Возле виска у Галея что-то реяло, легкое, отрадное, как снежок в ноябре, и с холодком. Он повернул голову и увидел ее взгляд. Доверчивый, умный, но строгий. Он подумал: строгий потому, что он ничего о себе не рассказывает. Но что он мог рассказать? Что мать болела и умерла? Что отец, случалось, бил ее? И что сама она, отчаявшись от горя, поколачивала сына?

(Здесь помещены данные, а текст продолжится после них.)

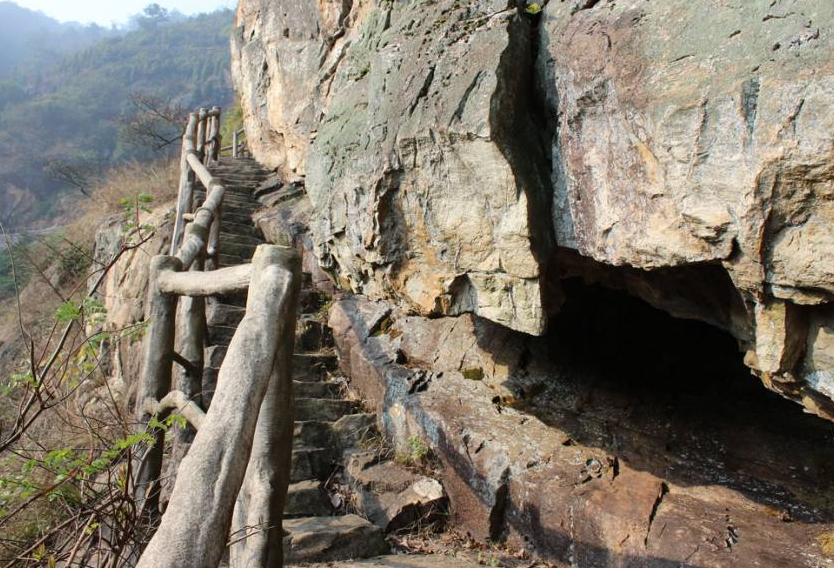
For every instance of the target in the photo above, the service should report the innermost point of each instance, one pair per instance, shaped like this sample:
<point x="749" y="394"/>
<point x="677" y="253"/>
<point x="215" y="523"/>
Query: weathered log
<point x="191" y="331"/>
<point x="213" y="251"/>
<point x="201" y="135"/>
<point x="257" y="524"/>
<point x="224" y="281"/>
<point x="186" y="187"/>
<point x="156" y="375"/>
<point x="195" y="527"/>
<point x="194" y="244"/>
<point x="179" y="401"/>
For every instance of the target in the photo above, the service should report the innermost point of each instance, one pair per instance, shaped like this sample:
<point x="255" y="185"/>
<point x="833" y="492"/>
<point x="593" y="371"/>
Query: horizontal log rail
<point x="238" y="462"/>
<point x="239" y="147"/>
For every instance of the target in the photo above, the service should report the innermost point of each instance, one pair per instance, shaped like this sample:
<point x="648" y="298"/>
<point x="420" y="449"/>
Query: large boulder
<point x="691" y="133"/>
<point x="464" y="157"/>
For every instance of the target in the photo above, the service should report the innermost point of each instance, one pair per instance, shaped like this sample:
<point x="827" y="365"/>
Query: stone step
<point x="236" y="249"/>
<point x="313" y="433"/>
<point x="213" y="356"/>
<point x="236" y="299"/>
<point x="312" y="335"/>
<point x="307" y="499"/>
<point x="220" y="334"/>
<point x="418" y="561"/>
<point x="241" y="175"/>
<point x="315" y="389"/>
<point x="354" y="430"/>
<point x="244" y="219"/>
<point x="219" y="314"/>
<point x="241" y="239"/>
<point x="310" y="301"/>
<point x="241" y="208"/>
<point x="314" y="366"/>
<point x="227" y="260"/>
<point x="325" y="409"/>
<point x="329" y="539"/>
<point x="311" y="463"/>
<point x="241" y="229"/>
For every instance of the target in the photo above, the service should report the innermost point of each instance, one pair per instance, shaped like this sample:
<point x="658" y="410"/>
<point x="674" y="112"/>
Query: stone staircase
<point x="327" y="425"/>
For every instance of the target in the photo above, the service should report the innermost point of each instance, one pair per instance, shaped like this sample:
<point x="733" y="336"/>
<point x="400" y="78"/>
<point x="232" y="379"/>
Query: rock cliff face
<point x="123" y="294"/>
<point x="465" y="157"/>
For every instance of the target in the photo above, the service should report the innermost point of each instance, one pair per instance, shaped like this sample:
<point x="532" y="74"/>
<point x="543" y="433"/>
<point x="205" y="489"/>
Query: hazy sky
<point x="104" y="12"/>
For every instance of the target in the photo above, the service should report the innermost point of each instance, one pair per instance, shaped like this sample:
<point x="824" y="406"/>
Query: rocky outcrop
<point x="691" y="134"/>
<point x="588" y="471"/>
<point x="465" y="157"/>
<point x="407" y="120"/>
<point x="123" y="291"/>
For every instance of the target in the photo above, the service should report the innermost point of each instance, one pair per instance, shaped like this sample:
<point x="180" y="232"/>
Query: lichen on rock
<point x="459" y="156"/>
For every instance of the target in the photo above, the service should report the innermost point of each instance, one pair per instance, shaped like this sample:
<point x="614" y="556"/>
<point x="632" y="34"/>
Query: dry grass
<point x="40" y="297"/>
<point x="827" y="544"/>
<point x="157" y="179"/>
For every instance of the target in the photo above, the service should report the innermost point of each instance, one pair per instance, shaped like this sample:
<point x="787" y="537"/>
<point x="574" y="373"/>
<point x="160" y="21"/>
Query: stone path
<point x="327" y="425"/>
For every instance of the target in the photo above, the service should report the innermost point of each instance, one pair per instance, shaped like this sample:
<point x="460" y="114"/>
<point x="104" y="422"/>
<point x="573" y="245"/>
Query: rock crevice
<point x="459" y="156"/>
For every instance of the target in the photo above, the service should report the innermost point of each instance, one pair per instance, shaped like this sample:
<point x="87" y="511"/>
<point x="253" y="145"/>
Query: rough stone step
<point x="239" y="208"/>
<point x="326" y="409"/>
<point x="242" y="229"/>
<point x="226" y="260"/>
<point x="241" y="174"/>
<point x="219" y="314"/>
<point x="307" y="499"/>
<point x="220" y="334"/>
<point x="354" y="430"/>
<point x="314" y="366"/>
<point x="313" y="433"/>
<point x="243" y="220"/>
<point x="237" y="238"/>
<point x="233" y="195"/>
<point x="312" y="335"/>
<point x="328" y="539"/>
<point x="409" y="561"/>
<point x="311" y="463"/>
<point x="241" y="250"/>
<point x="315" y="389"/>
<point x="310" y="301"/>
<point x="213" y="356"/>
<point x="236" y="299"/>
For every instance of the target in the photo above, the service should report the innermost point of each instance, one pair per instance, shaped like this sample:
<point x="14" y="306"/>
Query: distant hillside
<point x="31" y="39"/>
<point x="68" y="110"/>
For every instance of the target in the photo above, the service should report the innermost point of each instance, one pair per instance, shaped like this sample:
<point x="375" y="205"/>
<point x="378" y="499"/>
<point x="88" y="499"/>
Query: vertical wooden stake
<point x="156" y="377"/>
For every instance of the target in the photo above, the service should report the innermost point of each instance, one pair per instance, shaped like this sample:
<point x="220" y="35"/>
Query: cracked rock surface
<point x="454" y="153"/>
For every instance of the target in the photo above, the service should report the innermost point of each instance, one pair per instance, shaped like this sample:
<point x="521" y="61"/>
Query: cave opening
<point x="673" y="397"/>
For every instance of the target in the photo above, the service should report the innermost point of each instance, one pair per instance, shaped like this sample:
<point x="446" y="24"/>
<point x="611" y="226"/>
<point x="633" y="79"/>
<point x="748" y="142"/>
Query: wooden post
<point x="215" y="133"/>
<point x="195" y="528"/>
<point x="201" y="136"/>
<point x="190" y="331"/>
<point x="156" y="377"/>
<point x="186" y="189"/>
<point x="214" y="240"/>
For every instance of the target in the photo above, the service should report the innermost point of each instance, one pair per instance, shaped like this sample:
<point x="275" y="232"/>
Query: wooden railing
<point x="239" y="147"/>
<point x="238" y="463"/>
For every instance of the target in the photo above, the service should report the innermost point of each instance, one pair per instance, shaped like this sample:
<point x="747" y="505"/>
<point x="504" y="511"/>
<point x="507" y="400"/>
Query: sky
<point x="105" y="12"/>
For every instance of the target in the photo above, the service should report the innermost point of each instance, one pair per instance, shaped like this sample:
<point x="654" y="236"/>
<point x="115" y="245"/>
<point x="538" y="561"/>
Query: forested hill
<point x="31" y="39"/>
<point x="69" y="111"/>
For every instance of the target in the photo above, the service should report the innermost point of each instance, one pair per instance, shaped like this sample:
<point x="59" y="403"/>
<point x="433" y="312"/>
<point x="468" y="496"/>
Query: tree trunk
<point x="195" y="528"/>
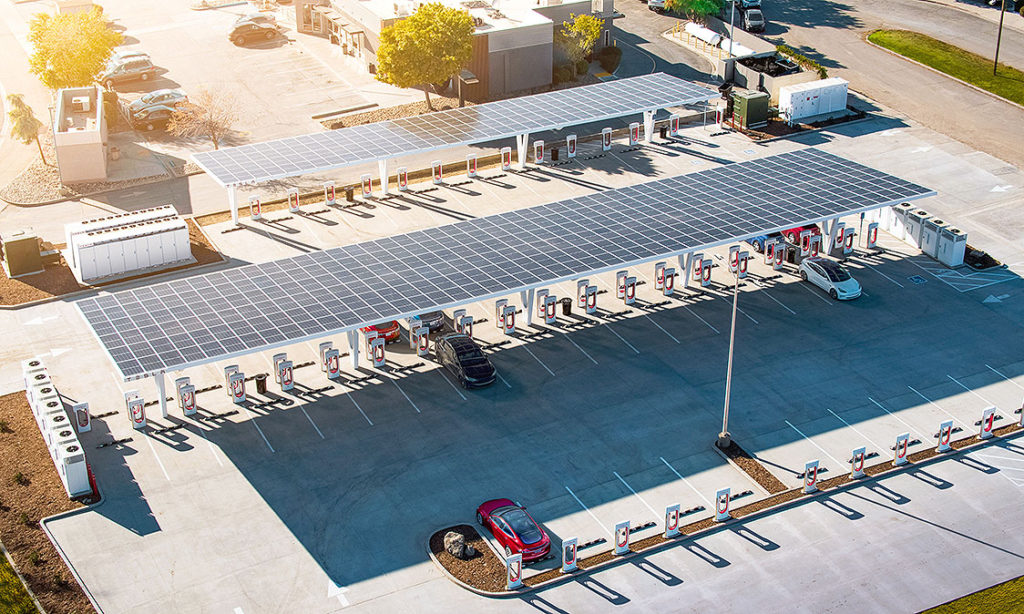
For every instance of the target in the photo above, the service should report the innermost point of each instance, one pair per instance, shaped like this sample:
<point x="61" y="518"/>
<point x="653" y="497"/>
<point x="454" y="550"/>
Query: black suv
<point x="460" y="354"/>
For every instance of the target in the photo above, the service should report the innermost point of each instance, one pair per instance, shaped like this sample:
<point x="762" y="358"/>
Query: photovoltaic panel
<point x="171" y="325"/>
<point x="325" y="150"/>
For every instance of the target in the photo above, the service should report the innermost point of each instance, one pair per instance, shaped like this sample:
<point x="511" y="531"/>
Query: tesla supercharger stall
<point x="630" y="293"/>
<point x="255" y="209"/>
<point x="333" y="359"/>
<point x="857" y="463"/>
<point x="549" y="309"/>
<point x="622" y="538"/>
<point x="286" y="375"/>
<point x="238" y="383"/>
<point x="278" y="359"/>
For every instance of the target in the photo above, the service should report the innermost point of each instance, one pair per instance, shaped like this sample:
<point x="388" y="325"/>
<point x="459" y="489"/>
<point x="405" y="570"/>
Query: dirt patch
<point x="483" y="570"/>
<point x="57" y="279"/>
<point x="37" y="494"/>
<point x="755" y="470"/>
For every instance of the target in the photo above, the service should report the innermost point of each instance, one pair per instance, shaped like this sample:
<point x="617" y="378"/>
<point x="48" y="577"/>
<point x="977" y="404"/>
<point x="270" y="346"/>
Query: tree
<point x="24" y="125"/>
<point x="429" y="46"/>
<point x="695" y="9"/>
<point x="71" y="49"/>
<point x="207" y="115"/>
<point x="577" y="38"/>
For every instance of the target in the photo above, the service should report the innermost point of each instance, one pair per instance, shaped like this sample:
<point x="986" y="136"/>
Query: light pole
<point x="724" y="440"/>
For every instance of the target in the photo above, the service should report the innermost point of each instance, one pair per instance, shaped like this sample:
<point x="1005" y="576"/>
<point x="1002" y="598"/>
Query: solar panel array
<point x="325" y="150"/>
<point x="190" y="321"/>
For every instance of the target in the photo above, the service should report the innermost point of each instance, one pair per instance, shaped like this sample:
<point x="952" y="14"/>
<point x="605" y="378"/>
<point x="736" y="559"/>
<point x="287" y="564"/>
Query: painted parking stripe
<point x="685" y="481"/>
<point x="625" y="483"/>
<point x="811" y="441"/>
<point x="606" y="530"/>
<point x="936" y="405"/>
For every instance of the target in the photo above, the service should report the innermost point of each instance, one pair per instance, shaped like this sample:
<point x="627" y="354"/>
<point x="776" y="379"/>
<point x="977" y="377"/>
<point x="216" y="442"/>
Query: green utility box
<point x="750" y="110"/>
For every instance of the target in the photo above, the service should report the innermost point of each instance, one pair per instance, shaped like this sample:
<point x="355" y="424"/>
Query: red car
<point x="389" y="331"/>
<point x="514" y="529"/>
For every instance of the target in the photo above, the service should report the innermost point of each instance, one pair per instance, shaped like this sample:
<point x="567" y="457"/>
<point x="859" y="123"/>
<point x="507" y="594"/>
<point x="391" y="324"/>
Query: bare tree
<point x="208" y="115"/>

И с каждой встречей он робел все больше, но было в этой робости что-то новое для него или прежнее, вспоминаемое из детских лет: мальчиком он любил смотреть на красивую дочку аптекаря, восемь лет ей было, а ему, наверное, девять или десять. Встанет перед аптекой, приладит ко лбу ладонь козырьком и смотрит, как на солнышко. А вечером, легши в постель, сочиняет сказки про девочку и про себя, до чего же славно!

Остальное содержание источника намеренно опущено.